じつは先日、ある文章に「コロンビアレコード」とあったので「コロムビア」ではないですかと書き送った。いらぬおせっかいかとも思ったが、これは小生自身が昔「コロンビア」と書いて誤植を指摘されたことがあり、そのため今でも「コロンビア」には苦い思いをかみしめつつ注意しているからなのだった。

するとご返事いただいた文面に《「コロムビアレコード」を出しながら戦前の社名はコロンビアでした。戦中の敵性語からの変更を経て、戦後、社名もコロムビアにしたようです》とあった。

これにはビックリ。そうだったのか……まったく思い至らなかった。ちょっとショックを受けつつ一応念のため日本コロムビアのホームページで沿革を参照してみた。

1910 明治43年
(株)日本蓄音器商会として発足(F.W.ホーン社長)。「シンホニー」「ローヤル」「アメリカン」「ユニバーサル」「グローブ」などのレーベルによる片面盤発売。「ニッポノホン」蓄音器4機種発売(始めての国産機)。

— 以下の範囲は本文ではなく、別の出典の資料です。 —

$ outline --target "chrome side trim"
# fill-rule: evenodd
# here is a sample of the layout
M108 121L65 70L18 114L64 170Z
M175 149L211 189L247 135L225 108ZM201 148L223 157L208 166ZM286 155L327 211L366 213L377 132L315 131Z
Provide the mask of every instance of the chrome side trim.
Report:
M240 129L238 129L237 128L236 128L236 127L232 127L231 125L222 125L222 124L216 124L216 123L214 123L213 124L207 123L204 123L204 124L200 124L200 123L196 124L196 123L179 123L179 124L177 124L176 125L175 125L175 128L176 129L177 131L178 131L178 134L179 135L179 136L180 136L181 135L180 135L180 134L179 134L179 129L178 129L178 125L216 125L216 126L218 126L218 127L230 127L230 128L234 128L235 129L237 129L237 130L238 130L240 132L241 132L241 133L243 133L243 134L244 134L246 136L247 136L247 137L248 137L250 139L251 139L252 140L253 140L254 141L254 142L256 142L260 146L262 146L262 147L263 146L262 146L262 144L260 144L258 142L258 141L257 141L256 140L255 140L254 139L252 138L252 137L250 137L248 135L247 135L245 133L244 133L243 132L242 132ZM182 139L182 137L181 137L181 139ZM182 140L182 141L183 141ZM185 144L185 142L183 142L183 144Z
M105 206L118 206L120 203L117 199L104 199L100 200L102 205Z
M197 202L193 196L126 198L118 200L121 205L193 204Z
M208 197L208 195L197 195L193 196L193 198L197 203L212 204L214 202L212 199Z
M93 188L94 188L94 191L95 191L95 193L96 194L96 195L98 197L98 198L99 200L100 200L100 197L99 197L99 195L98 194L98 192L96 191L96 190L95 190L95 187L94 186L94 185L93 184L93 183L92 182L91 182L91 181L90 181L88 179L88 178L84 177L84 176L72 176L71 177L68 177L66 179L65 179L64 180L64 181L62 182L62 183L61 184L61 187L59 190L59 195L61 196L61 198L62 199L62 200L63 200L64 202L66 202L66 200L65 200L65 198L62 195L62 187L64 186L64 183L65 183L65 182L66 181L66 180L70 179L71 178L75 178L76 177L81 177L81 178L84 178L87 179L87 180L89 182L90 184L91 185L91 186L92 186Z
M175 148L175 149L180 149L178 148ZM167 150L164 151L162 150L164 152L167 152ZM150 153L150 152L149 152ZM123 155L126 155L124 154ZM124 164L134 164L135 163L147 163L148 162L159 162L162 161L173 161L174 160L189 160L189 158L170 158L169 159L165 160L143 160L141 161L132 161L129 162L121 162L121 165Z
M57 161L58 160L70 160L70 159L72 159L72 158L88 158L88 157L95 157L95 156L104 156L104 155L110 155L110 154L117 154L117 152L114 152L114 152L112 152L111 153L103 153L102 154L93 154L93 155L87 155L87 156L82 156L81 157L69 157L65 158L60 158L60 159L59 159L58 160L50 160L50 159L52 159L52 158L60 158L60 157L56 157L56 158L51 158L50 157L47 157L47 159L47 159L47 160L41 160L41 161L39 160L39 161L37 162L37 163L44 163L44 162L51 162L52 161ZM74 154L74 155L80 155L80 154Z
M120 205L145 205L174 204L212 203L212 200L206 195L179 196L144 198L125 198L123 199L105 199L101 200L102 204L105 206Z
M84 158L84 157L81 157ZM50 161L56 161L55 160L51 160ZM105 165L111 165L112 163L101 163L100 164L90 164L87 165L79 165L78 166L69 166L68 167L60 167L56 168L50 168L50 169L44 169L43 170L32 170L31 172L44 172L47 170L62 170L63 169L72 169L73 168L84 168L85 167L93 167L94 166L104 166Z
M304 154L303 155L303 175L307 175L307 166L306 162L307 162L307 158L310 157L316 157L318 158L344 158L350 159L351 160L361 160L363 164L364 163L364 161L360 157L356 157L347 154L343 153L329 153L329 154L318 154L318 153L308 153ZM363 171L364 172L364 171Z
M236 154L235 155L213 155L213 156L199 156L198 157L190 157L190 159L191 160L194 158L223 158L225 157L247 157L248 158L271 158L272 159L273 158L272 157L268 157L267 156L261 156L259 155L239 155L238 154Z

最初の名称は日本蓄音器商会だった(前身は明治四十年に日米蓄音器製造株式会社として創立された)。昭和二年に米コロムビア・レコードと提携して、すべてのレコードで商標を現在と同じ音符のマークに統一した。上の総目録はそれを記念したものだったのかもしれない(?)。

1946 昭和21年
社名を日本コロムビア(株)と変更。霧島昇・並木路子の「リンゴの唄」大ヒット。

たしかに正式社名としてコロムビアを使ったのは戦後になってからである。それまでは日本蓄音器商会だったのかなと思うと、上記のご返事にも書かれているように、ウィキ「日本コロムビア」にはこう書かれている(日本コロムビアHPの沿革には記載されていない)。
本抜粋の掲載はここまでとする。